Spark generated multiple small parquet Files. How can one handle efficiently small number of parquet files both on producer and consumer Spark jobs.
import org.apache.hadoop.mapreduce.InputSplit;
import org.apache.hadoop.mapreduce.RecordReader;
import org.apache.hadoop.mapreduce.TaskAttemptContext;
import org.apache.hadoop.mapreduce.lib.input.CombineFileInputFormat;
import org.apache.hadoop.mapreduce.lib.input.CombineFileRecordReader;
import org.apache.hadoop.mapreduce.lib.input.CombineFileRecordReaderWrapper;
import org.apache.hadoop.mapreduce.lib.input.CombineFileSplit;
import parquet.avro.AvroReadSupport;
import parquet.hadoop.ParquetInputFormat;
import java.io.IOException;
public class CombineParquetInputFormat<T> extends CombineFileInputFormat<Void, T> {
@Override
public RecordReader<Void, T> createRecordReader(InputSplit split, TaskAttemptContext
context) throws IOException {
CombineFileSplit combineSplit = (CombineFileSplit) split;
return new CombineFileRecordReader(combineSplit, context, CombineParquetrecordReader.class);
}
private static class CombineParquetrecordReader<T> extends CombineFileRecordReaderWrapper<Void, T> {
public CombineParquetrecordReader(CombineFileSplit split, TaskAttemptContext context, Integer idx) throws
IOException, InterruptedException {
super(new ParquetInputFormat<T>(AvroReadSupport.class), split, context, idx);
}
}
}
On consumer side please use the CombinedParquetInputFile: which will force multiple small files to be read from a single task .

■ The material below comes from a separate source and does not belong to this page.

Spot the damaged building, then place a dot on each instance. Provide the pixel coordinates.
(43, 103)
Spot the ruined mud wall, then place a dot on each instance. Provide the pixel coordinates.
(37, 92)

On Producer side : User coalesce(numFiles) to have adequate no of files as output.
How to use the customInputFileFormat in spark and form RDD and Dataframes :
JavaRDD<Row> javaRDD = sc.newAPIHadoopFile(hdfsInputPath, CombineParquetInputFormat.class, Void.class, "AvroPojo.class", sc.hadoopConfiguration())
.values()
.map(p -> {
Row row = RowFactory.create(avroPojoToObjectArray((p));
return row;
});
sc.hadoopConfiguration().setBoolean(FileInputFormat.INPUT_DIR_RECURSIVE,true);
//set max split size else only 1 task wil be spawned
sc.hadoopConfiguration().setLong("mapreduce.input.fileinputformat.split.maxsize", (long) (128 * 1024 * 1024));
StructType outputSchema = (StructType) SchemaConverters.toSqlType(Profile.getClassSchema()).dataType();
final DataFrame requiredDataFrame = sqlContext.createDataFrame(javaRDD, outputSchema);
Please refer to http://bytepadding.com/big-data/spark/combineparquetfileinputformat/ for in-depth understanding
The most straightforward approach IMHO is to use repartition/coalesce (prefer coalesce unless data is skewed and you want to create same-sized outputs) before writing parquet files so that you will not create small files to begin with.
df
.map(<some transformation>)
.filter(<some filter>)
///...
.coalesce(<number of partitions>)
.write
.parquet(<path>)
Number of partitions could be calculated on count of total rows in dataframe divided by some factor that through trial and error will give you the proper size.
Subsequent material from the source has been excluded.